The CA certificate list is compiled into libduo. To update it:
Duo Web and Duo Web SDK do not need to be updated at this time!
The Duo-provided code in Java, Ruby, Perl, and C# is not affected. If you implemented your own code for connecting to the Duo service and did not do CA pinning, you are also not affected.
If you installed duo_client_python from github as a library, the following will print out the version number:
python -c 'import duo_client ; print getattr(duo_client, "__version__")'
If this version number is 2.0, then please upgrade to the latest version from github. If you are using an earlier version or if the version number is "None" then the library API has changed. You will need to either port your code to the new version or copy in the new ca_certs.pem from https://github.com/duosecurity/duo_client_python/blob/master/duo_client/ca_certs.pem
If you're using the Duo-supplied Python code for calling Duo APIs (available at https://github.com/duosecurity/duo_client_python), please upgrade to version 2.1 or higher.
Depending on how you installed the example code or imported it into your product, you may also be able to copy the current ca_certs.pem file found at https://github.com/duosecurity/duo_client_python/blob/master/duo_client/ca_certs.pem into an older version.
Duo uses CA pinning to harden our integrations against attackers who may try to intercept communications between your applications and our service. "Pinning" means these integrations come with a minimal, built-in list of root certificate authorities who are the only CAs that will ever issue a SSL certificate to Duo.
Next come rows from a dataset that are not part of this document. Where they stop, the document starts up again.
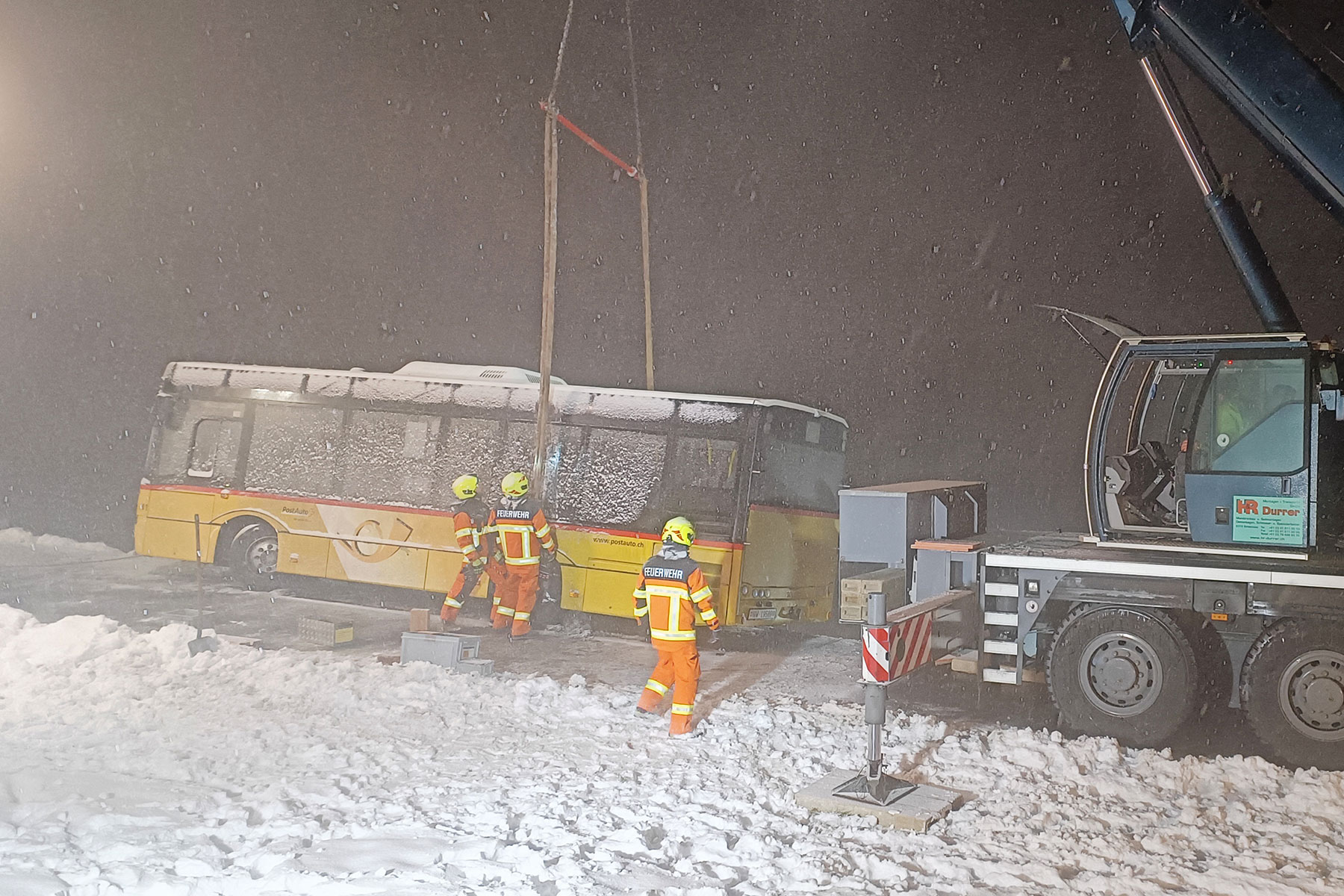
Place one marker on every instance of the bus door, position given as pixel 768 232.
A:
pixel 792 543
pixel 196 444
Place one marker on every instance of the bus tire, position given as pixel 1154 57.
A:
pixel 255 553
pixel 1122 672
pixel 1293 692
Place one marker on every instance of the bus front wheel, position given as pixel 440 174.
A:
pixel 255 551
pixel 1293 692
pixel 1122 672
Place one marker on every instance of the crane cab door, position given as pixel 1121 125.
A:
pixel 1206 441
pixel 1250 470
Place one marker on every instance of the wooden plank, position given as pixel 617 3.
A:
pixel 912 610
pixel 965 662
pixel 954 546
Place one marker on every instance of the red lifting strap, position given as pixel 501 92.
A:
pixel 578 132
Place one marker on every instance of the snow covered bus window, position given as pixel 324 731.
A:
pixel 606 477
pixel 386 458
pixel 519 448
pixel 470 447
pixel 702 482
pixel 178 433
pixel 797 472
pixel 214 453
pixel 293 449
pixel 566 460
pixel 706 464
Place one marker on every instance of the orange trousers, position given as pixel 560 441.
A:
pixel 517 598
pixel 679 672
pixel 464 585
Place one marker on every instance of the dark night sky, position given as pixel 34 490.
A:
pixel 855 206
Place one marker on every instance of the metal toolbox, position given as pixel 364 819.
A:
pixel 438 648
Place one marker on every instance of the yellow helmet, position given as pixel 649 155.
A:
pixel 679 529
pixel 464 487
pixel 514 485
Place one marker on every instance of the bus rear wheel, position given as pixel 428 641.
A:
pixel 1293 692
pixel 1122 672
pixel 255 553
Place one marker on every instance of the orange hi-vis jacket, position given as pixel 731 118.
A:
pixel 520 531
pixel 468 520
pixel 671 588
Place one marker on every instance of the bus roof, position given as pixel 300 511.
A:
pixel 302 379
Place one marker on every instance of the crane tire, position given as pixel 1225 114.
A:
pixel 1293 692
pixel 1122 672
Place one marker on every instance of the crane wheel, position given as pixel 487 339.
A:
pixel 1293 692
pixel 1122 672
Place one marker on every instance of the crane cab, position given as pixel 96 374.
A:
pixel 1216 441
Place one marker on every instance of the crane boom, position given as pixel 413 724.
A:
pixel 1281 94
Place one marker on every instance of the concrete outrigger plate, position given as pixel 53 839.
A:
pixel 914 810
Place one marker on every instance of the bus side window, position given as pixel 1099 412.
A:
pixel 214 452
pixel 203 444
pixel 470 445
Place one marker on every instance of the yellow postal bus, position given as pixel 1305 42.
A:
pixel 346 474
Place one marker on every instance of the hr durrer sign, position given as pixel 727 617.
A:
pixel 1269 520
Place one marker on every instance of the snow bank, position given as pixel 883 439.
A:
pixel 25 539
pixel 128 766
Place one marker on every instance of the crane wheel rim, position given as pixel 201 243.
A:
pixel 1120 673
pixel 1310 695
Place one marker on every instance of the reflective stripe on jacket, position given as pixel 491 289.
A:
pixel 670 591
pixel 520 531
pixel 468 520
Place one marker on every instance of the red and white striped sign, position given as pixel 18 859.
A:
pixel 890 652
pixel 877 655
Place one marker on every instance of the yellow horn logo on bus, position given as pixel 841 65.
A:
pixel 371 551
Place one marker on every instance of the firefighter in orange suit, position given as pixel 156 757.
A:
pixel 670 593
pixel 470 516
pixel 520 534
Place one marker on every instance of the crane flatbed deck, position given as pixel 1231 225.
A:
pixel 1074 554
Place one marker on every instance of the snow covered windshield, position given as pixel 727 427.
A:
pixel 801 461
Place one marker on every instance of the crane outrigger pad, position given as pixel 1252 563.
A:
pixel 917 809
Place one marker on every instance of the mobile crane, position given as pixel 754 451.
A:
pixel 1214 465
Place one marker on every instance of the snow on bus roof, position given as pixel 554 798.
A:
pixel 475 391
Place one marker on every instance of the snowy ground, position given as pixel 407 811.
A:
pixel 128 766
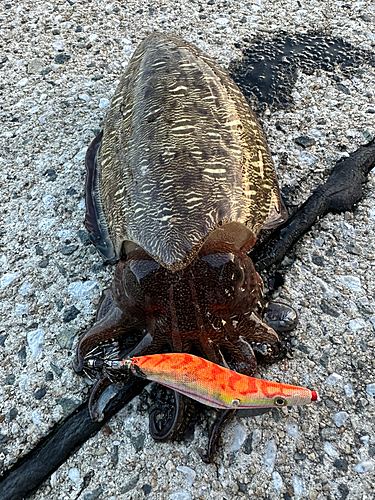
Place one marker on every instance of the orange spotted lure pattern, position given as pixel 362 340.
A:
pixel 212 384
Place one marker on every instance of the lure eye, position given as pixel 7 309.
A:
pixel 235 402
pixel 280 401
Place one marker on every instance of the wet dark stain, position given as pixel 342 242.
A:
pixel 268 70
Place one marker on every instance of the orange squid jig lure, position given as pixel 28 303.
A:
pixel 212 384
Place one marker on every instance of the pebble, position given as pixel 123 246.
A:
pixel 104 103
pixel 341 464
pixel 292 430
pixel 35 340
pixel 48 200
pixel 330 450
pixel 307 158
pixel 21 309
pixel 79 157
pixel 59 45
pixel 239 438
pixel 23 383
pixel 256 438
pixel 65 337
pixel 10 379
pixel 46 224
pixel 348 389
pixel 74 475
pixel 333 379
pixel 68 405
pixel 35 66
pixel 297 486
pixel 340 418
pixel 270 456
pixel 188 473
pixel 304 141
pixel 180 495
pixel 36 418
pixel 365 439
pixel 83 289
pixel 222 21
pixel 131 484
pixel 357 324
pixel 68 250
pixel 365 466
pixel 40 393
pixel 7 279
pixel 277 481
pixel 70 314
pixel 22 82
pixel 351 282
pixel 347 230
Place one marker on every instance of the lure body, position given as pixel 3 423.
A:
pixel 212 384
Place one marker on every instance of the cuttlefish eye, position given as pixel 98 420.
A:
pixel 280 401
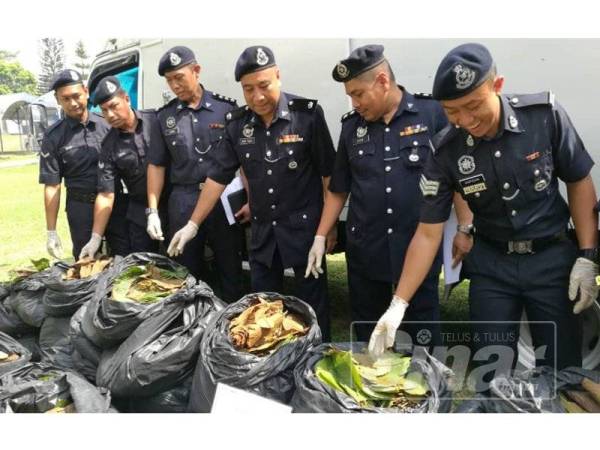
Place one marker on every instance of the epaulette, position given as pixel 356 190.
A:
pixel 348 115
pixel 224 98
pixel 541 98
pixel 443 136
pixel 423 95
pixel 236 113
pixel 53 127
pixel 302 104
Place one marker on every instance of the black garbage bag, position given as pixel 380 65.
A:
pixel 530 391
pixel 39 387
pixel 313 396
pixel 270 376
pixel 55 343
pixel 175 400
pixel 26 298
pixel 15 355
pixel 107 322
pixel 163 350
pixel 63 298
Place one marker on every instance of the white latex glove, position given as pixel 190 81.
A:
pixel 53 244
pixel 583 280
pixel 182 237
pixel 384 334
pixel 153 227
pixel 91 248
pixel 315 257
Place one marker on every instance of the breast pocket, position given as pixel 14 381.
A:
pixel 535 176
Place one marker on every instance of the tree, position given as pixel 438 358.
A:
pixel 52 61
pixel 13 77
pixel 82 56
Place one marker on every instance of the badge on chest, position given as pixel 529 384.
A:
pixel 473 184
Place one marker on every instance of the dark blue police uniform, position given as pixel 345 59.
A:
pixel 521 257
pixel 380 165
pixel 284 164
pixel 123 157
pixel 70 150
pixel 186 138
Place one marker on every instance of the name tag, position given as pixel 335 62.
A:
pixel 473 184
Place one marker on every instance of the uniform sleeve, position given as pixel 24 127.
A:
pixel 158 153
pixel 321 150
pixel 224 161
pixel 106 169
pixel 341 177
pixel 571 159
pixel 437 191
pixel 50 170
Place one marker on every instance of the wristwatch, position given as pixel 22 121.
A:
pixel 589 253
pixel 469 230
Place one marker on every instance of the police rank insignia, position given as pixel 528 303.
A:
pixel 473 184
pixel 413 129
pixel 466 164
pixel 174 59
pixel 261 57
pixel 290 139
pixel 464 76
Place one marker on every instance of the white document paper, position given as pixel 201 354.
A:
pixel 234 186
pixel 450 275
pixel 231 400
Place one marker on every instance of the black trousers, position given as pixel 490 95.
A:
pixel 369 299
pixel 311 290
pixel 223 239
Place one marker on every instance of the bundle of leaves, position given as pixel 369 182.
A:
pixel 147 283
pixel 385 383
pixel 265 326
pixel 87 267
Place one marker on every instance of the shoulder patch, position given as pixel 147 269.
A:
pixel 348 115
pixel 302 104
pixel 224 98
pixel 423 95
pixel 236 113
pixel 443 136
pixel 522 101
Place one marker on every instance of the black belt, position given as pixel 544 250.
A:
pixel 81 196
pixel 525 246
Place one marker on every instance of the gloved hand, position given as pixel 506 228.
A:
pixel 182 237
pixel 53 244
pixel 583 279
pixel 153 227
pixel 384 334
pixel 315 257
pixel 90 249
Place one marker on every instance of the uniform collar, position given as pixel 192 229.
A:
pixel 205 101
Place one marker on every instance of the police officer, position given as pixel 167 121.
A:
pixel 123 157
pixel 70 150
pixel 189 129
pixel 384 144
pixel 504 155
pixel 284 147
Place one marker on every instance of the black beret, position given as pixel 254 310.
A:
pixel 175 58
pixel 360 60
pixel 254 59
pixel 107 88
pixel 65 78
pixel 461 71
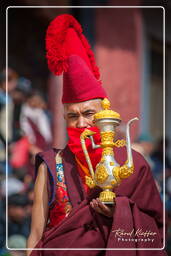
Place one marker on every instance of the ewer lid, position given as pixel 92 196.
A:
pixel 107 112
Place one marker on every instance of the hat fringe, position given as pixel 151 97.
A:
pixel 56 52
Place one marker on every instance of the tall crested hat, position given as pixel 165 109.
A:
pixel 69 53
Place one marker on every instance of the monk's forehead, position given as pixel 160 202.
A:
pixel 83 106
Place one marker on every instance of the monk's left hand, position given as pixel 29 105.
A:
pixel 100 207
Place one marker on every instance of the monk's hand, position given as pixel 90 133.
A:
pixel 101 208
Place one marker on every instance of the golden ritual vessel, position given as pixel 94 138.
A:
pixel 108 173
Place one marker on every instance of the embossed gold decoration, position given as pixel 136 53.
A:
pixel 107 139
pixel 126 171
pixel 101 173
pixel 108 173
pixel 89 182
pixel 120 143
pixel 107 112
pixel 107 151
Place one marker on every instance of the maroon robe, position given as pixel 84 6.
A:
pixel 137 220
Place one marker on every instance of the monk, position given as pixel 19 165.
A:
pixel 67 217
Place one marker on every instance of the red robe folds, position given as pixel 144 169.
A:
pixel 137 221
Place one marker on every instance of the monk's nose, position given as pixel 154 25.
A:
pixel 82 122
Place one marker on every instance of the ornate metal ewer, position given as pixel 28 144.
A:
pixel 108 173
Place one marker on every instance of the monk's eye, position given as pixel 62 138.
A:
pixel 72 117
pixel 89 114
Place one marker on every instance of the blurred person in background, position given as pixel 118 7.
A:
pixel 11 85
pixel 18 217
pixel 66 212
pixel 145 145
pixel 35 123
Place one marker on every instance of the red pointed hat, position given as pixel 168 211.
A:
pixel 68 52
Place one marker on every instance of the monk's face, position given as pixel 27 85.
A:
pixel 80 115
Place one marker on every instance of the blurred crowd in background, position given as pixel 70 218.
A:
pixel 29 132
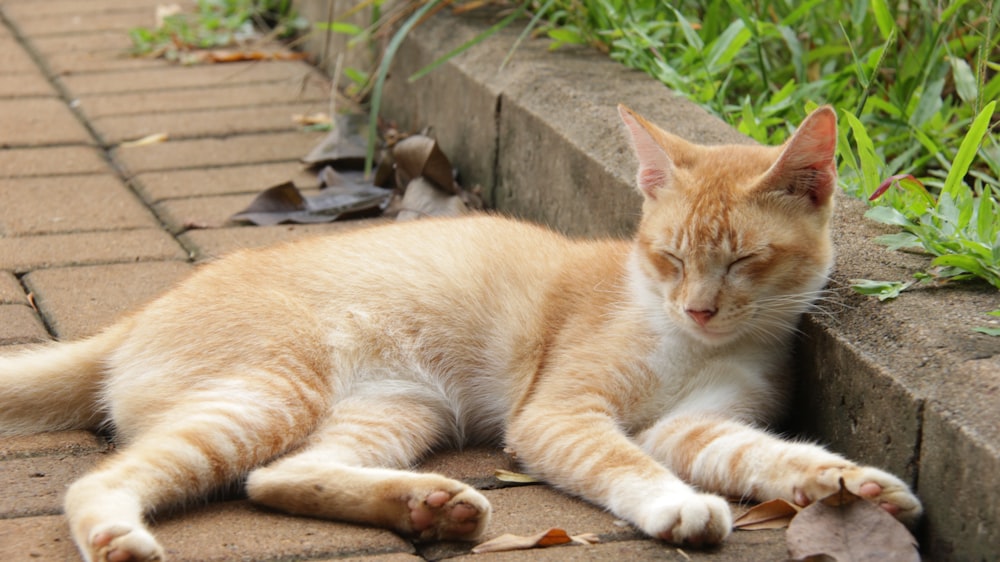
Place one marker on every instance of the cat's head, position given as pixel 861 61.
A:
pixel 734 239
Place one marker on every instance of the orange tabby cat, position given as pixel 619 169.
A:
pixel 633 374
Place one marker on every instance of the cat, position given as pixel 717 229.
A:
pixel 635 374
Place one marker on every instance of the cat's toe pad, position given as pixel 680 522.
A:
pixel 885 490
pixel 693 520
pixel 124 543
pixel 446 515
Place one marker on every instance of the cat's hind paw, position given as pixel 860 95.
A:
pixel 449 515
pixel 689 519
pixel 877 486
pixel 124 543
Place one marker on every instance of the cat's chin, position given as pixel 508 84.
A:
pixel 712 335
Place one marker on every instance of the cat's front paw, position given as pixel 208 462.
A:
pixel 689 519
pixel 877 486
pixel 448 514
pixel 123 543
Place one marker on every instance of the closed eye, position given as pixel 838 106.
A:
pixel 676 261
pixel 740 261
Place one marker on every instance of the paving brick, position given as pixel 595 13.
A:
pixel 80 62
pixel 240 531
pixel 475 466
pixel 98 41
pixel 83 22
pixel 528 510
pixel 50 161
pixel 310 89
pixel 250 178
pixel 20 324
pixel 30 83
pixel 55 443
pixel 177 77
pixel 79 301
pixel 11 291
pixel 35 486
pixel 201 212
pixel 243 149
pixel 215 242
pixel 377 558
pixel 37 538
pixel 87 248
pixel 13 58
pixel 214 123
pixel 78 203
pixel 30 9
pixel 740 547
pixel 35 121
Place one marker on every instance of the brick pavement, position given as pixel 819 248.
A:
pixel 90 229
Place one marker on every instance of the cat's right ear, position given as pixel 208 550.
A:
pixel 656 169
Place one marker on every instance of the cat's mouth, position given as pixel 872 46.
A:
pixel 714 334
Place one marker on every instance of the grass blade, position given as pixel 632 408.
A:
pixel 383 72
pixel 468 44
pixel 967 151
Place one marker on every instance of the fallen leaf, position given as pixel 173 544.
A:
pixel 319 118
pixel 423 199
pixel 285 203
pixel 146 140
pixel 420 156
pixel 345 145
pixel 224 56
pixel 551 537
pixel 843 529
pixel 510 476
pixel 774 514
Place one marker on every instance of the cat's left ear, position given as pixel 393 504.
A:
pixel 656 169
pixel 807 166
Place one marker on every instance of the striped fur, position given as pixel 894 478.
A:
pixel 635 374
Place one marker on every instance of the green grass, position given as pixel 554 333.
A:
pixel 216 23
pixel 915 89
pixel 914 84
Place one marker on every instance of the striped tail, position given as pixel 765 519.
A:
pixel 55 386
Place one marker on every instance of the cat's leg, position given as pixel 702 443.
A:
pixel 576 445
pixel 351 470
pixel 730 457
pixel 193 451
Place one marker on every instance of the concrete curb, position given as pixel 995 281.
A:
pixel 904 385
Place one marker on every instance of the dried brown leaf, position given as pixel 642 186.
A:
pixel 551 537
pixel 423 199
pixel 420 156
pixel 146 140
pixel 285 203
pixel 345 145
pixel 516 477
pixel 224 56
pixel 306 119
pixel 774 514
pixel 842 529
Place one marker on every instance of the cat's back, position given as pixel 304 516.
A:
pixel 483 263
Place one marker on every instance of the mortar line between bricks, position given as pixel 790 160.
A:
pixel 29 294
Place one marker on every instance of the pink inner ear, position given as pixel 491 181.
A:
pixel 655 167
pixel 808 161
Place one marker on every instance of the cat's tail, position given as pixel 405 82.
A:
pixel 55 386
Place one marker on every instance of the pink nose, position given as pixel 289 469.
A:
pixel 701 316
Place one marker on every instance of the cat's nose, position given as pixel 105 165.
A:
pixel 701 316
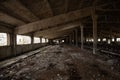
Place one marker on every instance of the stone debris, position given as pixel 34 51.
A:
pixel 62 63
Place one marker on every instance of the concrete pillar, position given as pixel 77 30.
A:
pixel 45 40
pixel 76 37
pixel 13 43
pixel 32 39
pixel 73 40
pixel 94 18
pixel 40 39
pixel 70 39
pixel 51 41
pixel 82 39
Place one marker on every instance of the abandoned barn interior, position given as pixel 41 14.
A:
pixel 59 39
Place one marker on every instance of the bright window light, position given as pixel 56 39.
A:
pixel 36 40
pixel 63 41
pixel 23 39
pixel 109 41
pixel 43 40
pixel 113 39
pixel 99 40
pixel 47 40
pixel 3 39
pixel 118 39
pixel 104 39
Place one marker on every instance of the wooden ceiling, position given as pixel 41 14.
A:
pixel 39 16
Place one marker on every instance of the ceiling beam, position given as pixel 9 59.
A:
pixel 10 20
pixel 58 28
pixel 60 34
pixel 53 21
pixel 49 7
pixel 17 7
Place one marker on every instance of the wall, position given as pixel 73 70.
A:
pixel 6 51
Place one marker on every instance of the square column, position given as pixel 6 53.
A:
pixel 94 18
pixel 82 39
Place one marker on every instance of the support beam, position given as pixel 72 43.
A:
pixel 82 39
pixel 54 21
pixel 58 29
pixel 94 18
pixel 32 39
pixel 76 37
pixel 13 43
pixel 40 39
pixel 17 7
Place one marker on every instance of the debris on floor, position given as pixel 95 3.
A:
pixel 62 63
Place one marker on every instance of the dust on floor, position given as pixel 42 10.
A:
pixel 62 62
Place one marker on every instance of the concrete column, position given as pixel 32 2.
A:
pixel 70 39
pixel 76 37
pixel 32 39
pixel 94 18
pixel 40 39
pixel 45 40
pixel 51 41
pixel 73 38
pixel 82 39
pixel 13 43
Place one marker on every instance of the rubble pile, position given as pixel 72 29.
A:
pixel 60 63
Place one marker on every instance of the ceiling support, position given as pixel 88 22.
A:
pixel 94 18
pixel 82 39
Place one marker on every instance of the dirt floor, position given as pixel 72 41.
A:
pixel 62 62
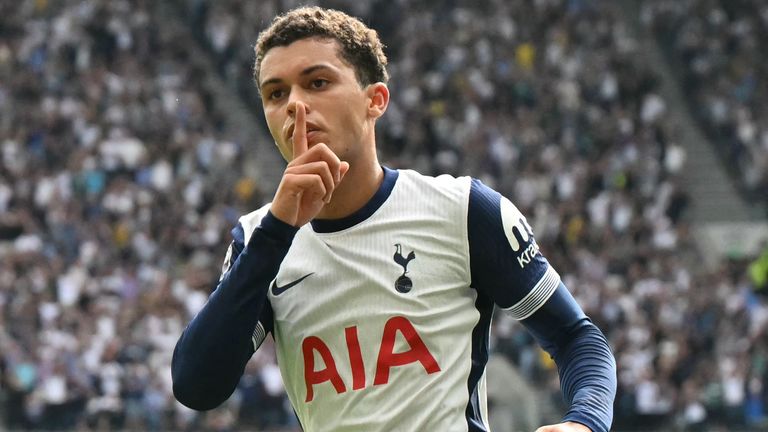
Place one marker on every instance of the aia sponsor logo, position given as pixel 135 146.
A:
pixel 417 355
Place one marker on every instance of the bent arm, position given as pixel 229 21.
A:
pixel 213 350
pixel 508 267
pixel 584 360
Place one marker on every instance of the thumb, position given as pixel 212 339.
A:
pixel 343 168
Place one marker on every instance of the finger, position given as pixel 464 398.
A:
pixel 319 168
pixel 300 131
pixel 343 169
pixel 321 152
pixel 305 185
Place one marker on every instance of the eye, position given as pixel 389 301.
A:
pixel 318 83
pixel 276 94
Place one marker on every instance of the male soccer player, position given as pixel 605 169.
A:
pixel 378 285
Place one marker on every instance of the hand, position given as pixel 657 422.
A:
pixel 564 427
pixel 310 178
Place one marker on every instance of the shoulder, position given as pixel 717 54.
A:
pixel 444 184
pixel 249 222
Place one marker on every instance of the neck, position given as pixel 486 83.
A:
pixel 357 188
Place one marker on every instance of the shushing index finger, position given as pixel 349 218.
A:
pixel 300 131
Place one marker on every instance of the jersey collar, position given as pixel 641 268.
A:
pixel 381 195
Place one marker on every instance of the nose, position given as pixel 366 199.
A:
pixel 297 96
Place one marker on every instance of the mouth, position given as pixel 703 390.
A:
pixel 311 127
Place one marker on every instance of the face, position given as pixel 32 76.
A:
pixel 338 110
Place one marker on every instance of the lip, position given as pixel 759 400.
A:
pixel 311 127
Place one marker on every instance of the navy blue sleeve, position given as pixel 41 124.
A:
pixel 212 352
pixel 508 267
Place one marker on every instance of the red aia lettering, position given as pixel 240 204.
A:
pixel 311 376
pixel 355 358
pixel 418 352
pixel 387 358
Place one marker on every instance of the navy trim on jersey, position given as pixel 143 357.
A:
pixel 507 268
pixel 211 354
pixel 505 274
pixel 381 195
pixel 480 338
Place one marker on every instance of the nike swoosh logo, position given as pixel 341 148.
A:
pixel 277 289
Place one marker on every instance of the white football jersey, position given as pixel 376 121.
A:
pixel 376 323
This significantly reduces the possibility of an attacker obtaining a fraudulent certificate to intercept communications.
No. Duo never provided any application software that included versions of OpenSSL vulnerable to the Heartbleed Bug. However, if your operating system or other software includes a copy of OpenSSL, we recommend you ensure it is up-to-date.
Duo’s cloud service was fully patched and protected against Heartbleed within hours of the vulnerability being publicly disclosed.